THE POWER OF USING MEDIA CONSCIOUSLY
from real conscious living
Nancy Mramor Kajuth, Ph.D.
There are many challenges as a result of the Internet, the expansion of television, YouTube, apps and social media. Of course, this is both good and bad. It offers more opportunity for connection and education but also some potentially negative outcomes. Research is ongoing as changes are continual, with additional cable channels, changes in social media sites and social issues that support them. Here’s how it works and what to do about it.
1.All media is intentional. It’s important to understand the intention of any media viewing to see if it is aligned with your best intentions. If your intention is to have a healthy lifestyle, a cooking show that supports unhealthy eating would be a mismatch. Or if you want better sleep, too many crime shows may be a mismatch. If viewed too frequently, they tend to make you feel less safe. Decide whether you want to accept the message or not and whether it is good for you.

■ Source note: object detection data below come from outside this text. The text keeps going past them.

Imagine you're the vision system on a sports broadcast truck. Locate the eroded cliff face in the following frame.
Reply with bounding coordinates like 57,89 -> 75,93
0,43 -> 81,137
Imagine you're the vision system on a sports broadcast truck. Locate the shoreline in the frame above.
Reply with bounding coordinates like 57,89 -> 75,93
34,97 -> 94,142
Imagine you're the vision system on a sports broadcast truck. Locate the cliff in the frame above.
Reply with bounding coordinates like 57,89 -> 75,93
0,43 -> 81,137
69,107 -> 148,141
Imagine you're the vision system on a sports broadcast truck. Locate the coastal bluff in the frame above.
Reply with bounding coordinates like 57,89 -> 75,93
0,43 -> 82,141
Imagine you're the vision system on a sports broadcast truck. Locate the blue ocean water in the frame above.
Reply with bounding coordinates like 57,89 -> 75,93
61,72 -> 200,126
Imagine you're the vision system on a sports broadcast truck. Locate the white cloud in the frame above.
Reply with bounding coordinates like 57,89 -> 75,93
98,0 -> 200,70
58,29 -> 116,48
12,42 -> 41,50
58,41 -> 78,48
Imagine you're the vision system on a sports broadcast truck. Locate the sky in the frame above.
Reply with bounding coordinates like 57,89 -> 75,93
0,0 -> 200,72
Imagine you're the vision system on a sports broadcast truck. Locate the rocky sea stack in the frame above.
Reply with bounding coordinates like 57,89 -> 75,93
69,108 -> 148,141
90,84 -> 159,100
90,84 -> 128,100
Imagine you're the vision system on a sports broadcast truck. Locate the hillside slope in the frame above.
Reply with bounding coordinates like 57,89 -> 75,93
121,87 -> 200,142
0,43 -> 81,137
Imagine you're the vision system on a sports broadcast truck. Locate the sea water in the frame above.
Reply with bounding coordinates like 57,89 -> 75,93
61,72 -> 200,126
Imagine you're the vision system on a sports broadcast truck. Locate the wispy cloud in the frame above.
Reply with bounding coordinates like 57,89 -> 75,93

2. Ask, “Am I taking this information on the Internet or TV seriously or just information seeking?” Doom scrolling occurs when you are viewing continual news feeds in which you view some unfortunate news and keep scrolling to heal more and more about it from different channels or sites. It can result in Internet surfing, binge watching and social media. The longer you view the more you are likely to take in ideas unconsciously. Try viewing from a distance. Sit back, ask yourself what the message of the media is and decide whether it matches your intention.

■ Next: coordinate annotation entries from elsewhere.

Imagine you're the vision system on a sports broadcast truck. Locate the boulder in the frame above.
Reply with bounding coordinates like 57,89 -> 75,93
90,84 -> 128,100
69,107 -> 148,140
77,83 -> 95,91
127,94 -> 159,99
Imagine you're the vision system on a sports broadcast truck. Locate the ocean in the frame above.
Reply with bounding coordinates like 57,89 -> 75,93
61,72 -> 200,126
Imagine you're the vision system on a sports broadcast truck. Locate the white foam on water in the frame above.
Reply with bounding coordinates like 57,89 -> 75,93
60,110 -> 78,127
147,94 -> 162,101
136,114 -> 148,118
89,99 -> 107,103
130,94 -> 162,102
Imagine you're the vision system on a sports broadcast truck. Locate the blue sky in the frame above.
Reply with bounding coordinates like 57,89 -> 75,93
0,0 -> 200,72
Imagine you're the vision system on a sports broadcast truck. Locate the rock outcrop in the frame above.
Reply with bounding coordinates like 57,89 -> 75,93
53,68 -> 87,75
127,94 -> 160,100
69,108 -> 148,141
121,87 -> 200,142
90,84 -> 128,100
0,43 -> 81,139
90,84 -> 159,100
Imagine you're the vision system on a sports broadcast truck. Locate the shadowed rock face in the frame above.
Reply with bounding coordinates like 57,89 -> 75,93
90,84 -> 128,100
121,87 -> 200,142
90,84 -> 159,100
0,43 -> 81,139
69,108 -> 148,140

3.To view from a distance, check your heart, your gut and your mind as you view. Notice whether the media is supporting you or having a negative effect on you. For example, when you notice that you are overly involved for too long a period of time with the Internet, crime or horror shows or a scary movie. Sit back and view with some distance. Enjoy what you view without becoming overly involved with the characters. In most cases they are fictional. Once you become overly involved you are likely to connect with the characters and become too interested in their outcomes.
When I was asked why people were so distressed at the end of the series Breaking Bad, I explained that viewers had developed parasocial relationships. The characters seem like family of friends because you have been seeing them in your home for an extended period of time. Becoming overly involved can actually cause sadness and in extreme cases, depression if you feel badly when something bad happens to a favorite character or when show gets cancelled.
4. Watch positive media. A six-week study showed that repeated “exposure to online videos that display acts of human kindness increased viewers positive emotions, It fostered the likelihood that they would pay the good feelings forward and benefit others.” Positive mood, leads to a positive future
The challenge and complexity of media prompted me to write the award-winning book, Get Reel: Produce Your Own Life, a book that explains exactly how to view each type of media, enjoying it without over involvement. Here are some ways to achieve the greatest benefit from the time you spend with screens.
TO VIEW CONSCIOUSLY
· Notice the effects of what you are watching on you
· Consider whether your reactions are good for you
· Observe how viewing creates changes in the body, mind and heart
· Notice whether non-supportive ideas come from media and consider letting go of what does not support you.
· View carefully noticing how you are feeling at each juncture of a post, show or webcast.
CONSCIOUS VIEWING ON SOCIAL MEDIA
· BE ATTENTIVE to PSMU, Problematic Social Media Use, identified by the World Health Organization in a study of children in 43 countries, Economically disadvantaged adolescents, in particular were likely to use social media dependently reducing their feelings of well-being. The study estimated that over 210 million people world-wide addicted to social media globally and recommend early intervention in schools as a back-up to parental involvement.
· Your mood and level of self-esteem when you enter social media will either be enhanced or negatively impacted. If you have low self-esteem and don’t get a positive response to a post, you are likely to experience negative emotions. Feeling depressed and using social media to feel puts you at risk for feeling worse. “Do Facebook and Twitter help or hurt our happiness? It depends on how you use them. If the person has a certain inner strength, a certain confidence, then it is no problem. But if an individual’s mind is weak, then there is more confusion. You can’t blame technology. It depends on the user of the technology. “ The Dalai Lama, Time Magazine, March 2014
· The Fear of Missing Out (FOMO) which drives teens to continually search their media causes sleeplessness, insecurity and distraction. A strong sense of self-esteem and parental involvement mediate these effects.